Przy okazji niejako (nieśmiało) przypominam Państwu, że o możliwym sfałszowaniu wyborów po wielokroć przed 15. października mówili (sic!) prominentni przedstawiciele totalnej (głównie PO) opozycji. A konkretne przecieki np. o wynikach wyborów w pewnej prowincjonalnej komisji, gdzie na jeden głos miejscowego wyborcy przypadło 1480 głosów „przyjezdnych”, czy też o powielanych (barwnie) wielokrotnie zaświadczeniach, jeżą obywatelski włos na głowie. No cóż poczekajmy do … 13. stycznia 2024 r., choć warto też wspomnieć, że również w wielu poprzednich wyborach potwierdzały się skargi i protesty o nieuczciwych głosowaniach, ale wobec ich skali odnośna sentencja orzeczenia SN zawierała frazę, że „nie wpłynęły one na ostateczny wynik” . Były również swego czasu wybory wprawdzie nie sfałszowane, choć fałszywe, ale tu do tej pory nie znaleziono pomysłodawcy owej ówczesnej, sławetnej „książeczki”.

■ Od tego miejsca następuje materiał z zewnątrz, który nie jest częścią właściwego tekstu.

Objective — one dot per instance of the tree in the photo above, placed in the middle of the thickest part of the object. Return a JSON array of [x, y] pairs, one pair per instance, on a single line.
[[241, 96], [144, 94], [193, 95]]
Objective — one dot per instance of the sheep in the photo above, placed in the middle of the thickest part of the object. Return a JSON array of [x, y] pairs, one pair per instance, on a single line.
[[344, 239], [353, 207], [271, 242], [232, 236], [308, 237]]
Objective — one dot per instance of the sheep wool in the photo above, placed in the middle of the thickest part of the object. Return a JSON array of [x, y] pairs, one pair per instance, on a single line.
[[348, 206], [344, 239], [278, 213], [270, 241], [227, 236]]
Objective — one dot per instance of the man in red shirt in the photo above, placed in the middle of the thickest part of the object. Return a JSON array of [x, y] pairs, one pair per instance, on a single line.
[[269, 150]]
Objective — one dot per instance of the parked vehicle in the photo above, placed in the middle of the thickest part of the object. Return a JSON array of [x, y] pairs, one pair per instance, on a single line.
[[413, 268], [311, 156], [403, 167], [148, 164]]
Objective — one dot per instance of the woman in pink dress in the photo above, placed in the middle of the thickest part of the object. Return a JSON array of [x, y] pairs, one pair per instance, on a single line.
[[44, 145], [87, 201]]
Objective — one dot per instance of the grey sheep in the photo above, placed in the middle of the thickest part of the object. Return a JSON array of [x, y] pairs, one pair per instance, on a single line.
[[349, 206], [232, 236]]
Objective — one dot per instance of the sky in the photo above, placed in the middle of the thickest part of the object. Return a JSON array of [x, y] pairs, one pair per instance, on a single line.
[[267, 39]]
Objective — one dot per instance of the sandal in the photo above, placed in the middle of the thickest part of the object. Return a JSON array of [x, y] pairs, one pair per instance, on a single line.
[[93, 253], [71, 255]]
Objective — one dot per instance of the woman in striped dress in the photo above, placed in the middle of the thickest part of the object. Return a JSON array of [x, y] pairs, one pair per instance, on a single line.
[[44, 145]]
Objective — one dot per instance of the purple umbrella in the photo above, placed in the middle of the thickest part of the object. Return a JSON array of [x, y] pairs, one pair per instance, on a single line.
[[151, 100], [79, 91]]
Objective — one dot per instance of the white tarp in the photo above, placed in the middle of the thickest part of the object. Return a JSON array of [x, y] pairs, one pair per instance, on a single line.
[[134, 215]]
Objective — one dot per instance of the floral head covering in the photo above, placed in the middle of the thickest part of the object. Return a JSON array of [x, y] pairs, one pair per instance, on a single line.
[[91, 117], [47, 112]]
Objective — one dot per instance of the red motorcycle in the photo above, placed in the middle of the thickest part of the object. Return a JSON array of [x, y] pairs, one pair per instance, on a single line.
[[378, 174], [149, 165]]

Wracając zaś do „gorących”, jako się rzekło, sejmowych debat to warto choćby przyjrzeć się pierwszym procedowanym (i nie procedowanym) projektom ustaw i uchwał nowego parlamentu, żeby przekonać się dowodnie co do intencji i wyczucia społecznego nowej większości, że wspomnę jedynie o „in vitro” i oczywiście trzech komisjach śledczych. Słowem „show must go on”. Nie dziwota zatem, że aktualne transmisje z obrad sejmu biją ponoć rekordy oglądalności. A nad owymi debatami, w których o „palmę” medialnej popularności oprócz „rotacyjnego marszałka” w szranki staną dodatkowo takie tuzy intelektu jak pan Józefaciuk czy Jachira zawiśnie niechybnie klątwa „cyrku”.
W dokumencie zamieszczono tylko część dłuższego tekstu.